"Hei Sherin... Kenapa lama sekali?" teriak Adrian dari luar ruang ganti.
Sherin memutar kedua bola matanya malas. Dirinya terpaksa harus berdiri saat mendengar teriakan pria aneh itu. "Agrrhh... Iya iya sebentar lagi," sahutnya dari dalam ruang ganti.
"Kau lihat kak, pria yang akan menikah degan ku itu sedikit gila. Aku sarankan pada kalian untuk memilih pria yang benar benar bisa menerima kalian apa adanya.

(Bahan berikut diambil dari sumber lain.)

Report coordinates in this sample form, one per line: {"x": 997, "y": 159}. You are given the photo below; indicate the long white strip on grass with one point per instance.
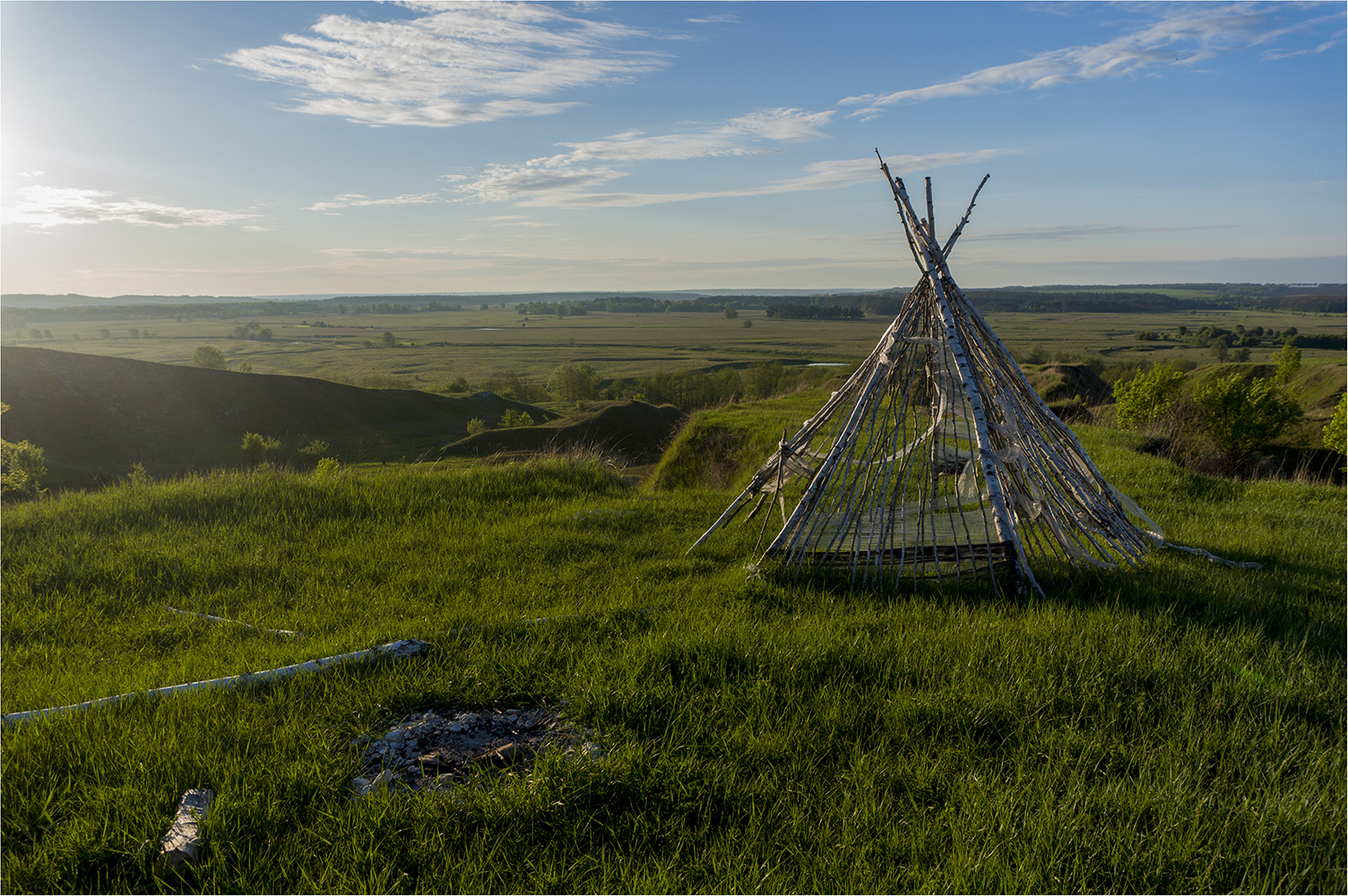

Haaah... Aku begitu kelelahan di buatnya." Sherin menggerutu sembari mengingatkan kedua karyawan yang membantunya di dalam ruang ganti.
Salah seorang karyawan itu tersenyum lebar sembari membantu Sherin mengenakan gaun berwarna gold yang menjadi pilihan Sherin.
"Aku telah menikah dan memiliki anak nona." Ucapan karyawan itu berhasil membuat Sherin membesarkan matanya sempurna.
Gadis cantik itu menatap karyawan lainnya dari dalam kaca besar yang ada di hadapannya. "Kau juga telah menikah kak?" tanyanya.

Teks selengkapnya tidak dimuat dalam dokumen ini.